Yo lo veía en los corrales moviéndose a la altura de las ubres. Lo veía como un ser irreal, un reflejo de sol entre las bostas y los charcos de orina de los animales.

Papá y mamá lo respetaban como lo que él era. Lo ponían como ejemplo de hombre bondadoso, callado y servicial.

Su debilidad mental era su fuerza.

Tenía algunas manías. Su temor a la luna era un pavor enfermizo.

Decía que el fuego lunar le iba a dejar sin piel. En noches de luna llena salía cubierto por una inmensa sombrilla negra que él mismo se había fabricado con bolsas para el azúcar, engomadas y teñidas en alquitrán.

7

Los jueves por la tarde mi madre le daba una lista de las provisiones que necesitaba. Karaí Gaspar volvía con su carretilla, cuando no había agua, o con su canoa en las crecientes, llenas hasta el tope de provisiones de todo género.

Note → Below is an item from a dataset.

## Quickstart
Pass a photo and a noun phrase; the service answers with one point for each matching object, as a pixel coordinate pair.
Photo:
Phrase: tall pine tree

– ¡Por qué trajo tantas cosas, karaí Gaspar! -decía con susto mi madre-. Yo le di una lista. No vamos a poder pagar todo eso con los vales del sueldo.

La aflicción de mamá le hizo saltar lágrimas. Abrazó al viejecito olvidadizo.

– El papel se me voló -se disculpó mansamente el mandadero-. Después lo encontré en el yuyal. Alguien lo usó en el común, en lugar del marlo de maíz. No podía mostrar la lista sucia de caca en el almacén de don Michironi. Traje todo lo que hace falta.

Mostró un par de alpargatas nuevas. «Esto me hacía falta a mí -dijo-. La otra ya estaba muy pelecha.» Llevaba puesta una del flamante par. La lucía con coqueteo, con senil orgullo. Karaí Gaspar nunca usaba las dos alpargatas juntas. Gastaba primero una, hasta que no quedaban de ella sino hilachas. Luego, la otra.

– Así duran más -decía-. Vokoike el pie descalzo ve mejor el camino. Conoce las huellas de memoria. Así uno no se desatina.

8

Los dos Gaspares, aunque dispares, se parecían mucho. Iguales. Uno en cada extremo de las diferencias posibles. Físicamente, podrían pasar casi como sosías, excepto por la barba y la joroba del uno, por la larga cabellera y la erguida braza y media de estatura del otro, coronado por su perpetuo sombrero de paño negro.

Y esto no todo el mundo lo percibía como un hecho simple. Tal era la distancia que había entre uno y otro, que a muy pocos se les antojaba compararlos.

Los dos eran parcos. Pero decían casi las mismas palabras para expresar multitud de cosas.

Nuestro karaí Gaspar era menguado de molleras. El Gaspar Cristaldo, llegado de lejos, era en su pequeñez una fuerza en movimiento, una mente que abarcaba dimensiones desconocidas.